What bothered me about Ultimatum is the heavier reliance on flashbacks as reveletory. Even in The Bourne Identity, they abused the snippets of memory coming back to Bourne plotline. However, by the time Supremacy rolled around, he was still, largely, operating in the dark. The suspense of Identity is that Jason Bourne has no idea who Jason Bourne is and why being Jason Bourne is so dangerous. There's really nothing that can top that--the journey of discovery of the self, literally. Supremacy did very well with tearing down the new Bourne that had been built out of the ashes of the old--no matter how he is reborn, he is still the same person whether he likes it or not.
So, if the journey is discovery then acceptance...what next? Bourne rejects his old self in Identity and defends himself and his old self in Supremacy. Where do you go from acceptance? Atonement, I suppose. And that is in there, in a way, though Bourne's exports being pored over in columnist's snark? Unbelievable. After the Plame scandal, did we ever go into detail about what, exactly, she'd done as a spy? Who she'd been in contact with? I was under the impression that no former spook is ever so eulogized. That's the mark of a damned good spy, isn't it?
The theme was off, then, and that was not helped by ret-conning or, at least, retroactively reimagining the scene at the end of Supremacy. It's sort of like the dismal view thrown on the series by the way Terminator 3: Rise of the Machines ended. T2 ended with such hope, was tied off neatly if not completely, and left unscripted.

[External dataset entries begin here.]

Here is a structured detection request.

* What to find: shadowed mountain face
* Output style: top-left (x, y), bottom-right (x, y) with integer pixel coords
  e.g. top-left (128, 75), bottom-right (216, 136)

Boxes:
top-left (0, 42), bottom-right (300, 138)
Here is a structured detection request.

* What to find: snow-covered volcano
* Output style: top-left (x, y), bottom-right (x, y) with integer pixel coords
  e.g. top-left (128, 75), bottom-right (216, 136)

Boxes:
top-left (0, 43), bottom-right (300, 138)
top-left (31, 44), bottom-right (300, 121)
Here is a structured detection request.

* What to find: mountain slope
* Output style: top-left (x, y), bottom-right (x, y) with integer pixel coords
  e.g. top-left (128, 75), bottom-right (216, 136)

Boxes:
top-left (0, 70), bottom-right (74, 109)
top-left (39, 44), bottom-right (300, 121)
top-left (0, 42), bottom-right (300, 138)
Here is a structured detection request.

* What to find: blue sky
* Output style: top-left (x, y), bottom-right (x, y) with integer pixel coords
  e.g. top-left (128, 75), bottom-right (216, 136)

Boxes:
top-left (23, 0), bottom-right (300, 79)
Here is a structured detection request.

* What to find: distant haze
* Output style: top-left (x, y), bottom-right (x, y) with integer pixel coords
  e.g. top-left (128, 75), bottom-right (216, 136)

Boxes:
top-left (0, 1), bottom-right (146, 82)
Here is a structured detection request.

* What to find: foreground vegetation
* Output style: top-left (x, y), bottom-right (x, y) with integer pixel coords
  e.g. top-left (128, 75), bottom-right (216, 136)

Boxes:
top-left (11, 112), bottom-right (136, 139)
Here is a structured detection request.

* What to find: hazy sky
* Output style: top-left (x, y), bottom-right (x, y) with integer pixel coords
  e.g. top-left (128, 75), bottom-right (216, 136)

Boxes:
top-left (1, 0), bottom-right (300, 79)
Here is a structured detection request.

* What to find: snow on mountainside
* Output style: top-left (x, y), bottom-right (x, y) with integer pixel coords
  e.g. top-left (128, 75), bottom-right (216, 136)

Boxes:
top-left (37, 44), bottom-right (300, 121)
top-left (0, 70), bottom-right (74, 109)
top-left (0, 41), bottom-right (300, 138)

That's how the scene in Supremacy with Bourne and Landy on the phone felt, and it really hurt that it was reshot so the coyness and gratitude and relief of it were sucked out of it and thrown into seriousness once more. It would have been better to have Landy, amidst a second hunt for Bourne, possibly examined for having made that phone call several weeks previous.
I'm still not putting that right. Damn it. I did enjoy the film, but still...
I think my problem is that the formula showed too much and added too little. Like with James Bond--you knew, in the old movies, that something outlandish would happen to threaten humanity as we know it; an outsize villain with a henchman who might as well have had mutant powers would show up and menace people; Bond would screw some anonymous chick but work his way into the bed of another throughout the whole movie; and he'd save the day using gadgets revealed to him by Q in an earlier scene. Much the same way, The Bourne Ultimatum ran through the numbers and did so less effectively. Hi, actual cities in Europe, Africa, and America! Otherwise known as the, "Fabulous and real city" money shot. And here's the elaborate, if awesome, fight scene with the guy who isn't quite as good as Bourne. Awkward personal moment, check. Painful (?) memory reappearances at inconvenient times. Hello, Julia Stiles. Blustering at CIA shot. Etc etc.
Didn't like the way the problem was resolved either. Won't say more than that without a cut-tag for now.
What bothered me about Ultimatum is the heavier reliance on flashbacks as reveletory. Even in The Bourne Identity, they abused the snippets of memory coming back to Bourne plotline. However, by the time Supremacy rolled around, he was still, largely, operating in the dark. The suspense of Identity is that Jason Bourne has no idea who Jason Bourne is and why being Jason Bourne is so dangerous. There's really nothing that can top that--the journey of discovery of the self, literally. Supremacy did very well with tearing down the new Bourne that had been built out of the ashes of the old--no matter how he is reborn, he is still the same person whether he likes it or not.
So, if the journey is discovery then acceptance...what next? Bourne rejects his old self in Identity and defends himself and his old self in Supremacy. Where do you go from acceptance? Atonement, I suppose. And that is in there, in a way, though Bourne's exports being pored over in columnist's snark? Unbelievable. After the Plame scandal, did we ever go into detail about what, exactly, she'd done as a spy? Who she'd been in contact with? I was under the impression that no former spook is ever so eulogized. That's the mark of a damned good spy, isn't it?
The theme was off, then, and that was not helped by ret-conning or, at least, retroactively reimagining the scene at the end of Supremacy. It's sort of like the dismal view thrown on the series by the way Terminator 3: Rise of the Machines ended. T2 ended with such hope, was tied off neatly if not completely, and left unscripted. That's how the scene in Supremacy with Bourne and Landy on the phone felt, and it really hurt that it was reshot so the coyness and gratitude and relief of it were sucked out of it and thrown into seriousness once more. It would have been better to have Landy, amidst a second hunt for Bourne, possibly examined for having made that phone call several weeks previous.
I'm still not putting that right. Damn it. I did enjoy the film, but still...
I think my problem is that the formula showed too much and added too little. Like with James Bond--you knew, in the old movies, that something outlandish would happen to threaten humanity as we know it; an outsize villain with a henchman who might as well have had mutant powers would show up and menace people; Bond would screw some anonymous chick but work his way into the bed of another throughout the whole movie; and he'd save the day using gadgets revealed to him by Q in an earlier scene. Much the same way, The Bourne Ultimatum ran through the numbers and did so less effectively. Hi, actual cities in Europe, Africa, and America! Otherwise known as the, "Fabulous and real city" money shot. And here's the elaborate, if awesome, fight scene with the guy who isn't quite as good as Bourne. Awkward personal moment, check. Painful (?) memory reappearances at inconvenient times. Hello, Julia Stiles. Blustering at CIA shot. Etc etc.
Didn't like the way the problem was resolved either. Won't say more than that without a cut-tag for now.